Case ID: pa_627/html/0246-02.html
Source: Caselaw Access Project
Author: {"author": "PER CURIAM. Chief Justice CASTILLE,", "license": "Public Domain", "url": "https://static.case.law/"}
Date Created: 2024-08-24T03:29:51.129683

99 A.3d 528
    Lise RAPAPORT and Seamus McCaffery, Respondents v. INTERSTATE GENERAL MEDIA, LLC, William Marimow, Craig McCoy, Signe Wilkinson, and Michael Days, Petitioners.
    No. 94 EM 2014.
    Supreme Court of Pennsylvania.
    Sept. 3, 2014.
   ORDER

PER CURIAM.

AND NOW, this 3rd day of September, 2014, the Application for Extraordinary Relief is DENIED.
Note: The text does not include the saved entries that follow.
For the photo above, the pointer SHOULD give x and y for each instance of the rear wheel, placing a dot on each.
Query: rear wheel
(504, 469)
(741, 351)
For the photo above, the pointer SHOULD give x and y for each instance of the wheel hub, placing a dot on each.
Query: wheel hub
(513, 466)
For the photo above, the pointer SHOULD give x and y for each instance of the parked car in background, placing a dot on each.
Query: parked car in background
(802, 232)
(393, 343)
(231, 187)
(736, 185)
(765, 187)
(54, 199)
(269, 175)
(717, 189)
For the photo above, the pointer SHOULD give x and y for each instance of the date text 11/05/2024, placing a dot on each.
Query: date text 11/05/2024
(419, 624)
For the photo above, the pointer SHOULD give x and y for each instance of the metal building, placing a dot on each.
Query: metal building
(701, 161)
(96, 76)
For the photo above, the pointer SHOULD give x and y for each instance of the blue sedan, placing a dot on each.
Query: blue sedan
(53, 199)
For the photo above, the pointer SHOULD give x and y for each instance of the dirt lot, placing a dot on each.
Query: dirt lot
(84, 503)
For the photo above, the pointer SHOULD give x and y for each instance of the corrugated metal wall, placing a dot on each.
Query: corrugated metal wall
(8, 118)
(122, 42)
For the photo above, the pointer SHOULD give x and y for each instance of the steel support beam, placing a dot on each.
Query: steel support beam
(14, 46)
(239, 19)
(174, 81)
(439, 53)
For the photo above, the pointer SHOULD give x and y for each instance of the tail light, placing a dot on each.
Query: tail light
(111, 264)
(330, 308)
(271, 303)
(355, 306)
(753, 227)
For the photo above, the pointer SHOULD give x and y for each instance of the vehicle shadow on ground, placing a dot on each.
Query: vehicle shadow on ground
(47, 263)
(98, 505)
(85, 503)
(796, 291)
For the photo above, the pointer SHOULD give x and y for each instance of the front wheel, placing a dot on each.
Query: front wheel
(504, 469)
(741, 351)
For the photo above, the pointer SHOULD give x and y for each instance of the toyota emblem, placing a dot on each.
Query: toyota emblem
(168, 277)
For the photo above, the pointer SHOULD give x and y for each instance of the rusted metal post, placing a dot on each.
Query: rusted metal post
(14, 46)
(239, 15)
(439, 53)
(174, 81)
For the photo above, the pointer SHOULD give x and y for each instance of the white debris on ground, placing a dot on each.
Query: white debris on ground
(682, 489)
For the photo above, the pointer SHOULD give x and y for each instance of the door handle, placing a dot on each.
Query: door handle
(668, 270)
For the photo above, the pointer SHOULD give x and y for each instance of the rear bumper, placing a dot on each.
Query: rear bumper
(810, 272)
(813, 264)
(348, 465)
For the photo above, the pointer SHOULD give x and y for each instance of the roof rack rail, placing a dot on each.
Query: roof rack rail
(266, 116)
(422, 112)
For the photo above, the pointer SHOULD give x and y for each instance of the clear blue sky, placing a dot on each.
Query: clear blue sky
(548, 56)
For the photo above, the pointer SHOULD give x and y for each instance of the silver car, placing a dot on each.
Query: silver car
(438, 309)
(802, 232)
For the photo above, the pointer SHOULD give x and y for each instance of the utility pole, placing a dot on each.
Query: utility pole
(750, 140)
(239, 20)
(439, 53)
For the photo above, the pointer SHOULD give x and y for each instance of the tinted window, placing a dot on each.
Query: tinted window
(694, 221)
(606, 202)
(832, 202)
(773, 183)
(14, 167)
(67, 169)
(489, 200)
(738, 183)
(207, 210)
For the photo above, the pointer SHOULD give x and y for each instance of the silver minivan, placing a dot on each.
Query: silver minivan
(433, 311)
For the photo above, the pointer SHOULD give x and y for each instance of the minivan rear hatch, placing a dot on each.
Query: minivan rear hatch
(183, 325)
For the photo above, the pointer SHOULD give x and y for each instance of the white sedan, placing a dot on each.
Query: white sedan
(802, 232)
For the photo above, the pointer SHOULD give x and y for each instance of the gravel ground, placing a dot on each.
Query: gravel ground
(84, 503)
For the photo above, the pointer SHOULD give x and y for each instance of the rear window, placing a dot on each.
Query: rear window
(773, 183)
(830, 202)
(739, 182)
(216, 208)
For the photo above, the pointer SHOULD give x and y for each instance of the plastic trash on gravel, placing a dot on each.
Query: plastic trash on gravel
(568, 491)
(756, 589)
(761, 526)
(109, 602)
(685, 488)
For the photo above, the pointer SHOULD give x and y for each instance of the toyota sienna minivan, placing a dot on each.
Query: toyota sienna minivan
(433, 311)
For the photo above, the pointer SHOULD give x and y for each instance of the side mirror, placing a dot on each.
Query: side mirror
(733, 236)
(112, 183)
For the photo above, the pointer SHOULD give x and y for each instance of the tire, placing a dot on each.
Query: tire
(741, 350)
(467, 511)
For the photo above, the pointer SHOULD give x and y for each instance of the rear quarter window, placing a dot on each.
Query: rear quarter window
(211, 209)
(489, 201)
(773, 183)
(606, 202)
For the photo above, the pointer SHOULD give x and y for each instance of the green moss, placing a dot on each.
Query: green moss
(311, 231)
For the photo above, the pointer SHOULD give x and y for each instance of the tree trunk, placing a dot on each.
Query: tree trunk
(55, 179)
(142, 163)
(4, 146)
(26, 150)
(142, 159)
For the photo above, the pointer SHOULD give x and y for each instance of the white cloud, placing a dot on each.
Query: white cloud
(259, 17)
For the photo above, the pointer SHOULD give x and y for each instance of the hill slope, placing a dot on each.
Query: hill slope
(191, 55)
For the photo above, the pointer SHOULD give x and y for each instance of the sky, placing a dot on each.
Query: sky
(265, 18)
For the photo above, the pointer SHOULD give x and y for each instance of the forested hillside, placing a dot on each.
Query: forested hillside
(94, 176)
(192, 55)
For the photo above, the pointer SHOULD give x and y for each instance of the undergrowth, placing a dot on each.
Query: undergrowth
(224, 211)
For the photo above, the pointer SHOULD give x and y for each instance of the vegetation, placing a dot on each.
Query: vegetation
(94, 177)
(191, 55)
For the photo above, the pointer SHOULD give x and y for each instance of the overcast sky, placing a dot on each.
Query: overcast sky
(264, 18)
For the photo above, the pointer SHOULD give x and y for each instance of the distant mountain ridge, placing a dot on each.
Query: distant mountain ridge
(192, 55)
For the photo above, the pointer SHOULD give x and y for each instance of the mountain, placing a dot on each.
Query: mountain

Justice McCAFFERY did not participate in this matter.

Chief Justice CASTILLE files a concurring statement.

Chief Justice CASTILLE,

concurring.

I concur in the Court’s denial of petitioners’ request that the Court exercise its extraordinary jurisdiction to review legal questions concerning false light invasion of privacy claims. In my view, however, the questions identified by petitioners are indeed important. Petitioners’ core complaint is that they will be obliged to proceed to trial under a novel legal standard created by the Superior Court in Krajewski v. Gusoff, 53 A.3d 793 (Pa.Super.2012). The Krajewski decision presented questions of sufficient importance that this Court granted discretionary review of that published decision, only to dismiss the appeal after the plaintiff died. 621 Pa. 117, 74 A.3d 119 (2013) (granting appeal); 624 Pa. 224, 84 A.3d 1057 (2014) (appeal dismissed upon motion of estate executors). Petitioners believe the Kmjewski standard is erroneous, improperly burdens the press and prompts self-censorship, and thereby keeps matters of public concern unreported. Petitioners further claim that, in addition to suffering the overall chilling effect of Kmjewski, they will be forced to litigate this case under an incorrect standard that can only be corrected by this Court.

I believe there is merit to petitioners’ position, because of the chilling effect of such novel First Amendment decisions by our intermediate appellate court, but the instant request is, at best, premature. See, e.g., Washington Cty. Comm’rs v. Pa. Labor Relations Bd., 490 Pa. 526, 417 A.2d 164, 167 (1980) (“Petitioners have not sustained th[e] heavy burden [for extraordinary jurisdiction], but simply have mistitled a premature petition for allowance of appeal as a request for extraordinary relief.”); Philadelphia Newspapers, Inc. v. Jerome, 478 Pa. 484, 387 A.2d 425, 430 n. 11 (1978) (“The presence of an issue of immediate public importance is not alone sufficient to justify extraordinary relief. As in requests for writs of prohibition and mandamus, we will not invoke extraordinary jurisdiction unless the record clearly demonstrates a petitioner’s rights. Even a clear showing that a petitioner is aggrieved does not assure that this Court will exercise its discretion to grant the requested relief.”). In my view, the underlying issue of public interest warrants full development in discovery to provide necessary context for the constitutional issues we accepted for review in Krajewski, and which are evident here.